The White Pantheon really has fallen.

This level of magic would not even warrant a true God being held in reserve, it was a simple joke. She would rather have mundane beastmen at her side than whatever this farce the mages tried to pretend magic was. This power of the minor Divines had nothing in common with the ancient battlefield heroes. Ten minor deities could hold back an army back then. Kassandora had needed to bless every individual one of her soldiers to even give them a fighting chance, and now? Now a few dozen men would be able to one of these frauds claiming the title of Divinity.

“Stop.” Anassa said. “Thirty seconds have passed. You have all failed.” She lifted her hands into the air as her eyes saw the crowds of students and teachers throughout Arcadia. The beastmen, her young four sorcerers, they all looked up at that fruitless assault the White Pantheon had formed. “To all the dirt in Arcadia, let me give you the most important lesson in your life. To you frauds in the air, let me show you what Divinity really is.”

The Divines backed away, the mages kept up their assault, a few had raised defensive barriers as they prepared for Anassa’s counterattack. “Raise defensive barriers.” Anassa said. “Commune for it.” She looked at the confused faces of the mages.
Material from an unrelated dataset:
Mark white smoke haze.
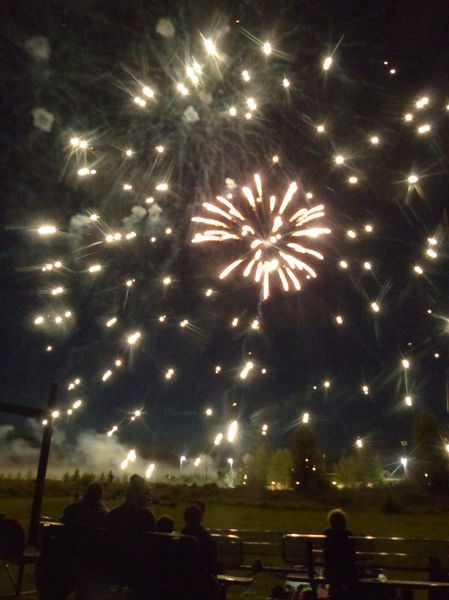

Did they not even know what a communion was? What a joke. Anassa clicked her tongue in frustration. If they had waited a thousand years, then the Great War would have never happened, it would have been called the Great Cleansing instead.
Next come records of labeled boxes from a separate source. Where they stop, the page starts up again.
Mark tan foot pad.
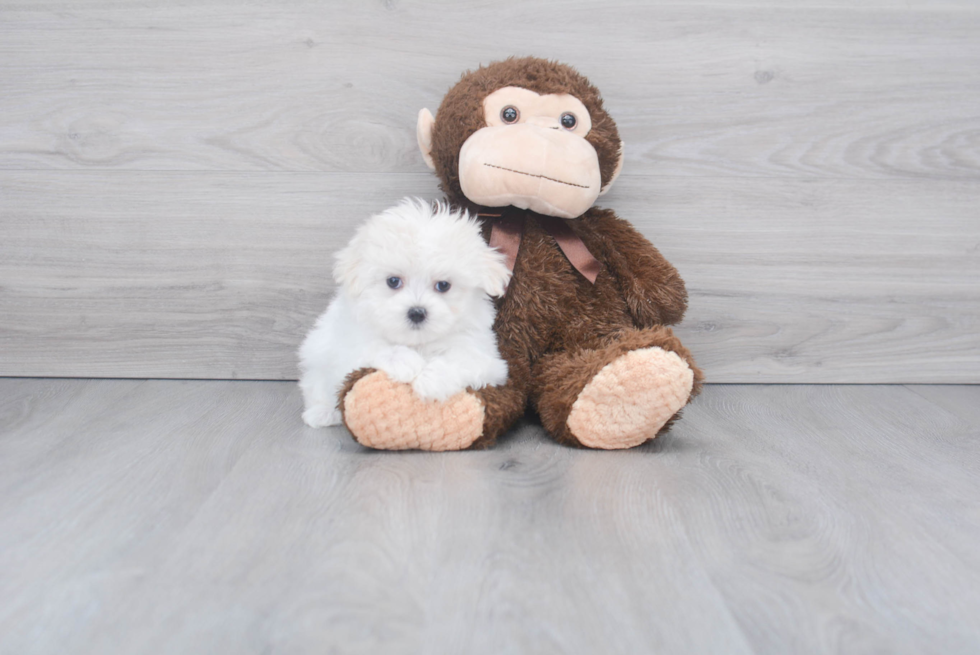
[567,348,694,449]
[344,371,483,450]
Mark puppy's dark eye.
[500,105,521,123]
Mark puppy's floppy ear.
[333,237,364,298]
[480,249,511,298]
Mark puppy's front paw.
[374,346,425,383]
[412,366,464,401]
[303,405,343,428]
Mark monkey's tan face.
[418,86,622,218]
[459,86,601,218]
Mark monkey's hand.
[340,369,484,451]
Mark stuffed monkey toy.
[338,57,702,450]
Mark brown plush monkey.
[339,57,702,450]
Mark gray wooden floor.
[0,0,980,384]
[0,379,980,655]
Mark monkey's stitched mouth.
[483,162,589,189]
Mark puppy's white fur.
[299,198,510,427]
The mages raised barriers. A few worked together. Anassa’s eyes scanned how they used magic, worthless. It wasn’t a communion, it was simply a mutual spell. No conduits, no hierarchy, no efficiency. Others were under some notion that they could take on Anassa alone, they raised personal shields around themselves, faint bubbles of blue. No one tried to eat from the leyline, no one pulled in the stagnant energies from the air, not a single one of them made any attempt at multiple shields, not a single one of them put up a specialized barrier to deal with sorcery.

Anassa took a deep breath. “If you survive one shot, I will give you a minute to flee.” A trained mage could cover enough space in that. “I will not give chase, but if I can reach you from here, you will have not fled enough.” She looked at the mages again, some where trying to conserve strength upon hearing that. Fools again, a mage who didn’t push his body to frying should have stayed back home and toiled the fields.

A child on the ground stepped forwards and raised his wand at Anassa. He was crying, his shirt was covered in blood. The wand started to glow red. Anassa did not even turn to recognize him as she whisked her hand through the air and his hand fell off. Sliced by a sorcery that buzzed through the air like a wasp.

Anassa spread her arms out.

The crimson moon around her pulsed. Eleven more appeared as if the hours of the on a clock. They surrounded that group of Divines and mages. The group tightened and shrank. Shields and armour appeared around the Divines. Blue barriers hardened and hummed with magical energies.

Anassa put one arm into the air.

Insects had to be crushed, fools had to be pushed into their place, vainglory had to be erased. Magic was for the elites and no one else. Godhood had to be gatekeep. As was done in the past, as shall be done now.

Anassa twisted her arm and brought it down in a sharp swing.

There was no build-up, no slow humming of sorcery, no great charging of power. The crimson moons simply opened up, each with a thick beam of sorcery the size of a great hall. Anassa closed her eyes as she felt her sorcery impact on magic.

Sorcery touched magic and wiped it away. It incinerated skin. It vanished armour and blade. It tore through bone and organ. A single blink of an eye would have been enough to miss it.

And it stopped.

And there was no one in the air.

And there was no one where the beams touched the ground.

And Arcadia stood in tremendous, terrible, terrified silence.